# were do ya hunt?



## billybob7059 (Mar 27, 2005)

So were do ya hunt ducks? I am not asking for the name of your spot but rather what type of spot? I Like to hunt over lakes/ Res. I really like lakes with a wooded shore line to hind in. Were do you take your fowl?


----------



## TexasPete (Apr 26, 2005)

marsh, rivers, ponds, lakes... i do 'em all!


----------



## littleking (Jun 25, 2005)

peteyeh said:


> marsh, rivers, ponds, lakes... i do 'em all!



you sound pretty trashy... s1ut


----------



## Hetfieldinn (May 17, 2004)

I love field hunting. It's a lot easier to set out the dekes, as well as retrieve downed birds.

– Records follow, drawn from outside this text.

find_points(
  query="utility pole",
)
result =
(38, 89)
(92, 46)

Not that I don't like lake hunting, I hit Mogadore with a buddy a few times a year. But if I had my choice, sit me in the field.


----------



## mojo (Apr 12, 2004)

been to mouillee in michigan, hunt the lake erie shoreline frequently (all along maumee bay), and my buddy's lake up near hillsdale michigan. Hunted metzgers last year frequently but that marsh is practically ruined with the water levels now and it's holding zero birds. It's usually too much of a circus anyways.


----------



## davycrockett (Apr 9, 2005)

Don't waste my time around here unless I'm field hunting honkers. I amfortunate enough to have a buddy who is 15 min. from Erie. We usually do pretty good on the bluebills and cans layout shooting. My first season waterfowling we hunted Metzgers. Like you say Mojo, what a zoo! I'll never do that again. Layout shooting is the way to go!!


----------



## mojo (Apr 12, 2004)

yeah it just sucks they dropped the bill limit to 2 birds. Almost not worth the trouble of driving and setting up. There's always mergs and the other divers though.


----------